Mantan Ketua Pengadilan Negeri (PN) Surabaya, Rudi Suparmono, menghadapi tuntutan tujuh tahun penjara terkait kasus dugaan suap yang melibatkan vonis bebas terhadap Gregorius Ronald Tannur. Dalam sidang pengadilan yang berlangsung di Jakarta pada Senin, 28 Juli 2025, jaksa penuntut umum membacakan tuntutan tersebut, yang juga mencakup denda sebesar Rp750 juta. Apabila denda tidak dibayar, Rudi akan dikenakan tambahan kurungan penjara selama enam bulan.
Rudi Suparmono didakwa menerima gratifikasi sejumlah 43 ribu dolar Singapura dari Lisa Rachmat, yang merupakan penasihat hukum Ronald Tannur. Uang tersebut diduga diberikan dengan maksud agar Rudi menunjuk majelis hakim tertentu dalam perkara Tannur. Jaksa menjelaskan bahwa tiga hakim, Erintuah Damanik, Mangapul, dan Heru Hanindyo, ditunjuk untuk mengadili kasus tersebut sesuai permintaan pengacara.
Jaksa juga menyebutkan bahwa dalam penyelidikan yang dilakukan, terdapat bukti tambahan berupa uang tunai lebih dari Rp1,7 miliar, serta mata uang asing senilai USD383.000 dan SGD1.099.681 yang ditemukan saat penggeledahan di kediaman Rudi. Total nilai gratifikasi yang diterima Rudi diduga mencapai lebih dari Rp21 miliar. Jaksa menganggap penerimaan tersebut sebagai suap yang bertentangan dengan posisinya sebagai ketua pengadilan.
Dalam dakwaan yang dibacakan, disebutkan bahwa Rudi seharusnya melaporkan penerimaan gratifikasi tersebut kepada Komisi Pemberantasan Korupsi (KPK) dalam jangka waktu 30 hari setelah penerimaan. Namun, Rudi tidak memenuhi kewajiban tersebut, sehingga didakwa melanggar berbagai pasal dalam Undang-Undang Tindak Pidana Korupsi.
Sidang ini mencerminkan upaya pemerintah dalam memperkuat aspek transparansi dan akuntabilitas dalam sistem peradilan di Indonesia. Kasus ini menuai perhatian publik, mengingat jabatan Rudi sebagai Ketua PN Surabaya yang seharusnya menjadi contoh integritas dan keadilan.
Pihak Rudi Suparmono hingga saat ini belum memberikan tanggapan resmi terkait tuntutan tersebut. Namun, selama proses persidangan, pengacara Rudi dipastikan akan menyampaikan pembelaan yang tegas dan terukur.
Kasus ini bukan satu-satunya yang menarik perhatian. Beberapa waktu lalu, vonis yang dijatuhkan terhadap Hasto Kristiyanto juga menjadi perbincangan hangat di masyarakat. Namun, dalam konteks kasus Rudi, fokus yang lebih besar terletak pada dampak yang ditimbulkan terhadap sistem peradilan di Indonesia, serta upaya pemerintah dalam memberantas praktik korupsi di kalangan pejabat publik.
Media dan masyarakat luas mengikuti perkembangan kasus ini dengan seksama. Keputusan yang diambil oleh pengadilan nanti diharapkan dapat menjadi pelajaran berharga bagi semua pihak, terutama para pejabat yang mengemban tugas di lembaga peradilan.
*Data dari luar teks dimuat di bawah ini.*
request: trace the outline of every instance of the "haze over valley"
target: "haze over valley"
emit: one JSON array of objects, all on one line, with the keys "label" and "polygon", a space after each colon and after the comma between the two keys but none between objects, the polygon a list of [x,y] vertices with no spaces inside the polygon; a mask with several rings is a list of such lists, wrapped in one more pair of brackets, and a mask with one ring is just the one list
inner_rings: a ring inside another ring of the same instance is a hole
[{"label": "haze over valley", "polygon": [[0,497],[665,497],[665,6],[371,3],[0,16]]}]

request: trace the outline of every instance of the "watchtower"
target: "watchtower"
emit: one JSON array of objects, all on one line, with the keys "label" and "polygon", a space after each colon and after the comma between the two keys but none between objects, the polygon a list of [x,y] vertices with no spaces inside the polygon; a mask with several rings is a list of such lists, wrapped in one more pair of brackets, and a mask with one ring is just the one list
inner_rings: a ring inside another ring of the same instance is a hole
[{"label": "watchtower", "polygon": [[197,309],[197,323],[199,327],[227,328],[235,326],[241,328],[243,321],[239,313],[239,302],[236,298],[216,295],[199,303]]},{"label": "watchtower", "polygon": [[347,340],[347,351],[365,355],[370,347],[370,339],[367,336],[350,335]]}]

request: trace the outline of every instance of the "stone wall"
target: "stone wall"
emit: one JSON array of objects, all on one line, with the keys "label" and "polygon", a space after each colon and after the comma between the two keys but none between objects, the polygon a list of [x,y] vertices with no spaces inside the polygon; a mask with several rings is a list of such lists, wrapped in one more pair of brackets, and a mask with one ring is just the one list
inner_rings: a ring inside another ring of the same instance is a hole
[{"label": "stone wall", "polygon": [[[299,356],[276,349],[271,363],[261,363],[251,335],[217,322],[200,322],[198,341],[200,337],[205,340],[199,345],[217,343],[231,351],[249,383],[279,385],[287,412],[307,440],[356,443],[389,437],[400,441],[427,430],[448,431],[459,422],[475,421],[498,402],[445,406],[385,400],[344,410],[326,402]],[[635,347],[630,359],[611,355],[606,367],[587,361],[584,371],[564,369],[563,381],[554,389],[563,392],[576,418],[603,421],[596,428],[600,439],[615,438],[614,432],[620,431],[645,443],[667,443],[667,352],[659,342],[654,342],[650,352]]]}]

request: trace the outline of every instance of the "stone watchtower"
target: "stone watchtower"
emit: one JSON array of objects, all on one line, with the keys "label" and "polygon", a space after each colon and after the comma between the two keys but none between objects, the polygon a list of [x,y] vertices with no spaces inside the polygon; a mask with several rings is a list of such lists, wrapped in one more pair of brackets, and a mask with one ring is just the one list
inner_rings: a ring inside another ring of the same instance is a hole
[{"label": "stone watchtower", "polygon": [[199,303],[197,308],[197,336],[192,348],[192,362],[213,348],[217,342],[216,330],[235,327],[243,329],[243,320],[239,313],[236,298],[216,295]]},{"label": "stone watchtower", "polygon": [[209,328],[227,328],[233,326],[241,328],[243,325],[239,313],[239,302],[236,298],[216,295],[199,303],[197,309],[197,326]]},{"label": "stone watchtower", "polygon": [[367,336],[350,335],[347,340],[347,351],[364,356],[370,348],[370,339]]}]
Kepastian hukum merupakan salah satu pilar utama dalam menjalankan sistem demokrasi yang adil dan transparan. Kasus-kasus seperti ini diharapkan dapat meningkatkan kesadaran akan pentingnya integritas di kalangan aparat hukum di Indonesia. Dengan demikian, kepercayaan publik terhadap sistem peradilan dapat perlahan-lahan dipulihkan dan diperkuat.
Tuntutan terhadap Rudi Suparmono adalah sinyal bahwa tidak ada tempat bagi korupsi di institusi yang seharusnya menjadi benteng keadilan. Selanjutnya, masyarakat menantikan perkembangan hasil dari proses hukum yang sedang berjalan, sembari berharap bahwa keadilan akan ditegakkan tanpa pandang bulu.